Институт стоял полутёмный и пустой. Возле освещённой двери какой-то аудитории на втором этаже, выходящей окнами на Мойку, толпились наши девчонки и тряслись в предэкзаменационном мандраже. Первой сессией в деканате всех запугали так, что слабонервные теряли дар речи и чувство реального. Если студент заваливал первую сессию, его отчисляли навсегда. Начиная со второй, хвосты можно было тащить до пятого курса. Такая жестокая игра. Пришёл Василий Васильевич и разложил на столе экзаменационные билеты. Меня пропустили первым, предполагая, что отвечать на вопросы я буду до самого вечера. Вытащив билет, я сел к окну готовиться и смотрел, как над Юсповским дворцом алеет рассвет. По льду Мойки бежала какая-то непослушная собака. Её хозяйка шла по набережной и что-то ей орала, но слов я не слышал. Я думал о Ленине. Вот же сука, понаписал всякой хрени, погубил миллионы людей, а я должен этому долбаку всё объяснить в лучшем виде, оправдать его злодеяния и выписать орден. А лучше два. У Василь Василича торчали синие кальсоны из-под брюк и, перехватив мой взгляд, он пригласил меня к ответу. Я молотил языком какие-то междометия до полного рассвета. Мне показалось, что уже пришла весна, а Стремилов сидел с закрытыми глазами и мерно кивал головой. Почуяв длинную паузу, он выкатил на меня свои бесцветные партийные глаза и многозначительно произнёс не звук, а слово «НУ?!» Я помолотил молотилкой ещё, что-то про скорую победу коммунизма и снова заглох. Девочки, давно готовые рассказать всё и про ХVII съезд РСДРП, и про культ личности Сталина, про всё, что будет с нами после коммунизма смотрели на меня с отвращением и нетерпением.

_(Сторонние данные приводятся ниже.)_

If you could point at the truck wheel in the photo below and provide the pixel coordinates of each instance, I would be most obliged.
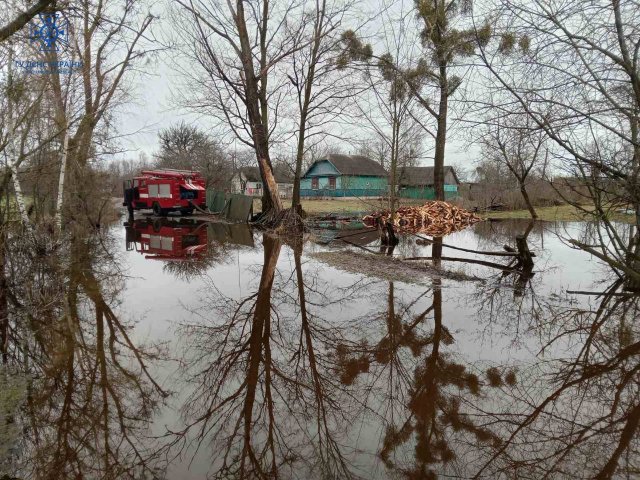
(158, 211)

— Что? Всё? — повторил свой мерзкий вопрос Стремилов.
— Нет, я ещё могу, но не хочу задерживать — пробормотал я.
— Кого задерживать? Я не тороплюсь. Мы, кажется, о Ленине говорим.
— Да-а. Но-о.
— Вы, что, не здоровы?
— Очень, очень, Василий Васильевич.
— Больше тройки за такой ответ я поставить не могу. А это стыдно. Вы коммунист?
— Нет, что вы. Я ещё комсомолец. Это Целов коммунист. А я нет.
Стремилов глубоко, огорчённо вздохнул и начал выводить своей костлявой рукой в зачётке какие то знаки. Сердце прыгало от радости, на улице запели птицы, солнце ярко светило в окно. В коридоре я заглянул в зачётку и обомлел. На первой строчке моей зачётки красовалась, выведенная рукой профессора, длинное чёткое клеймо, «удовлетворительно». Есть! Даёшь космос!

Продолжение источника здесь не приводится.